Human studies have demonstrated beneficial effects from digestive enzyme supplements.3 In one small study, vital measures such as total serum protein and white blood cell counts increased significantly following supplementation.39 In a larger, placebo-controlled study of a digestive enzyme supplement, patients had significantly higher global improvement scores than controls, and reported fewer episodes of abdominal pain, nausea, vomiting, heartburn, bloating, flatulence, and appetite loss.40

Avoiding Rapid Starch Breakdown

Starches are long complex chains of simple sugars. They are often referred to as "complex carbohydrates."

It used to be thought that complex carbohydrates do not raise blood sugar as quickly or as much as simple sugars (sucrose and fructose), but we now know that some starches are more glycemic than some sugars.9 In this sense, they do not remain "complex" for very long in your digestive tract before converting to rapidly absorbed glucose.

Those seeking to reduce after-meal glucose surges should restrict sugary and starchy food intakes, since most starchy foods rapidly break down into sugar.

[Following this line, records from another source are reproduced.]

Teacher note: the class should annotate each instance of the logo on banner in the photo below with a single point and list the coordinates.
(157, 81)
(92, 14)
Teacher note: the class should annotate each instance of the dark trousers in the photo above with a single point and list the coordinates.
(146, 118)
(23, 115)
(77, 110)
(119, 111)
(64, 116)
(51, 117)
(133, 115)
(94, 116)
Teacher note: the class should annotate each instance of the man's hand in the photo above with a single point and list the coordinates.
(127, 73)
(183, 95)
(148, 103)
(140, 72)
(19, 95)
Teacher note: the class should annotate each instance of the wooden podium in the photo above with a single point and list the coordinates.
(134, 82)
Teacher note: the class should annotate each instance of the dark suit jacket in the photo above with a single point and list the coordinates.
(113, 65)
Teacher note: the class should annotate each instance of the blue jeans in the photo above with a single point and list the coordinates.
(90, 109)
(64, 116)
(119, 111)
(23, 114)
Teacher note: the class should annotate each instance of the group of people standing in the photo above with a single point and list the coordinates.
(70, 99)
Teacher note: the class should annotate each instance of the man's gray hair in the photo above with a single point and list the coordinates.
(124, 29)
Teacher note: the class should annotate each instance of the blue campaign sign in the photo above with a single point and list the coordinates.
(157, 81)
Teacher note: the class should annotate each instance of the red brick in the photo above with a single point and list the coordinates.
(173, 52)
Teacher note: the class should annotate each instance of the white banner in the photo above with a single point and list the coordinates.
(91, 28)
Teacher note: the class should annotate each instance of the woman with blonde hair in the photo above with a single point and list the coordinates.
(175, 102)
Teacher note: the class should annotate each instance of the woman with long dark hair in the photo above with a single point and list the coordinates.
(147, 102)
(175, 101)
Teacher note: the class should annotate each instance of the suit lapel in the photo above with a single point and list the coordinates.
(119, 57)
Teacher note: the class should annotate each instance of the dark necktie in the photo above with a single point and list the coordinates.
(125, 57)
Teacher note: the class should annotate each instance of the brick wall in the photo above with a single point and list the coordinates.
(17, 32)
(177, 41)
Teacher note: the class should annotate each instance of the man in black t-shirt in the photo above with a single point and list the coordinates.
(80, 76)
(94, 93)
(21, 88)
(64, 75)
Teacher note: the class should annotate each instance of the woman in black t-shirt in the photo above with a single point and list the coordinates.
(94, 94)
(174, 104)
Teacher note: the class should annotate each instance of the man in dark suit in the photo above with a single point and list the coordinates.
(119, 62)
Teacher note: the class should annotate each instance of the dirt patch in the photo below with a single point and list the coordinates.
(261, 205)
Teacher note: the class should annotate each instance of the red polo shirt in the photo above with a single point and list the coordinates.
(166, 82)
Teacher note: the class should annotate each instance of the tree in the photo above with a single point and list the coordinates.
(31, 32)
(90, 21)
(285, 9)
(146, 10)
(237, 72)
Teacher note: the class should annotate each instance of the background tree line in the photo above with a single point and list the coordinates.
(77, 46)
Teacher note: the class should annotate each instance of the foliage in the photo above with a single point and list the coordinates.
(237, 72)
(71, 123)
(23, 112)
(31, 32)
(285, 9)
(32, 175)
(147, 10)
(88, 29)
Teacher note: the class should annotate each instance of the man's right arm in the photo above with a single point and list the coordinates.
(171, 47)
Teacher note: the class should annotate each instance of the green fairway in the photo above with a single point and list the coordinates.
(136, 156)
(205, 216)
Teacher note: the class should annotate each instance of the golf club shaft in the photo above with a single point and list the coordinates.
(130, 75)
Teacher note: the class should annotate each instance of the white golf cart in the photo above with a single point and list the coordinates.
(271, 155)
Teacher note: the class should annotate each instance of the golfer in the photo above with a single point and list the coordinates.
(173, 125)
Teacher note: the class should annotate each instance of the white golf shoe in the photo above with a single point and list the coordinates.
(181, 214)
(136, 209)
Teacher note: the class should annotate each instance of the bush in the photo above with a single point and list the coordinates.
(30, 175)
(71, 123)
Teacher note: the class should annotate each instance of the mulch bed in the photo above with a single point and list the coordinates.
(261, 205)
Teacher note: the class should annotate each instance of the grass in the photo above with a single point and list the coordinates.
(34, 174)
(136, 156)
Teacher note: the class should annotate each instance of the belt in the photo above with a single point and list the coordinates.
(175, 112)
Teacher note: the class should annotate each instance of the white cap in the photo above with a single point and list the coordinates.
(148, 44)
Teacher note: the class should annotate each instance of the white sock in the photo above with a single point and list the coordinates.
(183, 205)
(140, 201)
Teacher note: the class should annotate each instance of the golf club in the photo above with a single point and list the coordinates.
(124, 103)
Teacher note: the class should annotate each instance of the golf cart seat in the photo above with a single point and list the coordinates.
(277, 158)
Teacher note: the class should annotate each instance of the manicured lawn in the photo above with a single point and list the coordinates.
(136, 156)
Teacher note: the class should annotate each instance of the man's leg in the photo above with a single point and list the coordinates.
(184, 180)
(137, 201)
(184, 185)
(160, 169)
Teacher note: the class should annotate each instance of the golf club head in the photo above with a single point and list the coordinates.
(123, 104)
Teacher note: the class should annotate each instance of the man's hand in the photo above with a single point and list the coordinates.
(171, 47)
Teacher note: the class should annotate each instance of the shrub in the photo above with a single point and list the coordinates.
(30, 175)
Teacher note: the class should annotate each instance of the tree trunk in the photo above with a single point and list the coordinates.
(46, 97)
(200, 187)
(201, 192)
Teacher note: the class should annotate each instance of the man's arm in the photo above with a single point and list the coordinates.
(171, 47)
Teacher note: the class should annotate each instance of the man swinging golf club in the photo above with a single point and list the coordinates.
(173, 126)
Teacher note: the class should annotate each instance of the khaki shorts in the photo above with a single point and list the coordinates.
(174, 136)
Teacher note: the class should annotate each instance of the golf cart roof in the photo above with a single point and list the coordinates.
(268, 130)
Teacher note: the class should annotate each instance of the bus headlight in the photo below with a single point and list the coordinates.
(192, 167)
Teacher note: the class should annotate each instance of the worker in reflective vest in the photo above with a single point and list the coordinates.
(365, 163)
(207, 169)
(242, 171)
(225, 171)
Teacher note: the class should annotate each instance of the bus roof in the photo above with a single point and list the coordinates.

Wheat, oats, potatoes, corn, and rice are all very starchy foods. Grains are made into bread, cereal, and pasta, as well as crackers, biscuits, cookies, cakes, pie crust, tortilla, and anything else made with flour. Any of these foods made from grain can sharply spike blood glucose.

When eating starchy foods, taking amylase-blocking compounds like chlorogenic acid found in green coffee bean extract can help reduce the breakdown of starches into rapidly absorbed glucose.38

Most people should reduce consumption of sugars and starches and not take digestive enzymes containing amylase that facilitate the rapid breakdown of starches into blood glucose.